Community reinvestment loans were never the problem as Rush likes to claim.
Rush is actually partially right.. the problem with Rush is that the truth gets trampled in his rush to the ‘goal post’, so I completely ignore him. He takes a small grain of truth and then blows it up all out of proportion.. ignoring everything else to the contrary.
Speculation on flip properties, whether the flippers were residents or not, was the problem.

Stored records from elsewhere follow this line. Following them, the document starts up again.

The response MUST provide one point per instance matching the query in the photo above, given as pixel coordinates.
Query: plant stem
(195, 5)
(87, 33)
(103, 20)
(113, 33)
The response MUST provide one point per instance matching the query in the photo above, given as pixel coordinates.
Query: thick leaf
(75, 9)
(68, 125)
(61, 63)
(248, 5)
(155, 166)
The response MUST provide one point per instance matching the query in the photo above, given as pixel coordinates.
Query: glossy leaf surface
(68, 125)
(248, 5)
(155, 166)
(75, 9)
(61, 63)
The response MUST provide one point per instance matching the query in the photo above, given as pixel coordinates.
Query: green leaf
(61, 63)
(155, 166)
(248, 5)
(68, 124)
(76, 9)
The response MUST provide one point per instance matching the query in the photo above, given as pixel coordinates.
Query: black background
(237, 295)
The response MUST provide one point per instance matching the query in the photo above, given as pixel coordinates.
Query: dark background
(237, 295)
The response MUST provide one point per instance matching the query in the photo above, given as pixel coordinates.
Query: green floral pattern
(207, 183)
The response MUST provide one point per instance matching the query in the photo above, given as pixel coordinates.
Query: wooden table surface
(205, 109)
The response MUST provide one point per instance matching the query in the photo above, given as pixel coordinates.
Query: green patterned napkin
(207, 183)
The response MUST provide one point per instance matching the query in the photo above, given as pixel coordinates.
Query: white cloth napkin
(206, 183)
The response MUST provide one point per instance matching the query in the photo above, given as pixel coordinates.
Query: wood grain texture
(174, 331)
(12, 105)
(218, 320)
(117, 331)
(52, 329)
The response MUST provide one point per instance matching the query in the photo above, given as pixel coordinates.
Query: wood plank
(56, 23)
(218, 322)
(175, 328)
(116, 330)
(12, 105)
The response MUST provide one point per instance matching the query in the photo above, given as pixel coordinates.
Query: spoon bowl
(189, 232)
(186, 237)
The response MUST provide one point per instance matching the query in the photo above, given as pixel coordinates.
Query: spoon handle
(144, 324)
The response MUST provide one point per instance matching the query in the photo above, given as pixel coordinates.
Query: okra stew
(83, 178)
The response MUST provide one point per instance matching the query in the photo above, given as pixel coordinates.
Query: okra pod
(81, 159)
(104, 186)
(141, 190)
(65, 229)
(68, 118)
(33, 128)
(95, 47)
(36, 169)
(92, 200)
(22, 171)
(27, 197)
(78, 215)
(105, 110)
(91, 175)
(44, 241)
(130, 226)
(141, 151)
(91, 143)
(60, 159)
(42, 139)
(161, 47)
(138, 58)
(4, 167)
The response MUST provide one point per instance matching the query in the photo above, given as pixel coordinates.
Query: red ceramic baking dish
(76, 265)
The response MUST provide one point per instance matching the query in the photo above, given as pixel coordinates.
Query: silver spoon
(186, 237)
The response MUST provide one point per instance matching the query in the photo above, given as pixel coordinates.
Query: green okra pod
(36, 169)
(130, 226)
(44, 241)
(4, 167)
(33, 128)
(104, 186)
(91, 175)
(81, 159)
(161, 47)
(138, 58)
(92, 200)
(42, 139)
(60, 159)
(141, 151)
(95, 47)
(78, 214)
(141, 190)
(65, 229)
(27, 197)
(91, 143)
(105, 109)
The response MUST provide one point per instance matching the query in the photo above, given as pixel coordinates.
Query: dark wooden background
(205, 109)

Flippers were actually a very small part of the problem. Who buys the property from the flipper after the inflated price? If no-one does, flippers don’t survive. Another part of the problem was the RE brokers pumping that ‘you have to buy now or forever be priced out!’. This caused people to get caught up in the moment and taking un-necessary risk, combined with really funky loans to try to keep it all going. Add in mortgage brokers steering people into improper loans with high kickbacks to the mortgage broker, mortgage brokers mis-stating income on the loans so that people could qualify… and you have a disaster.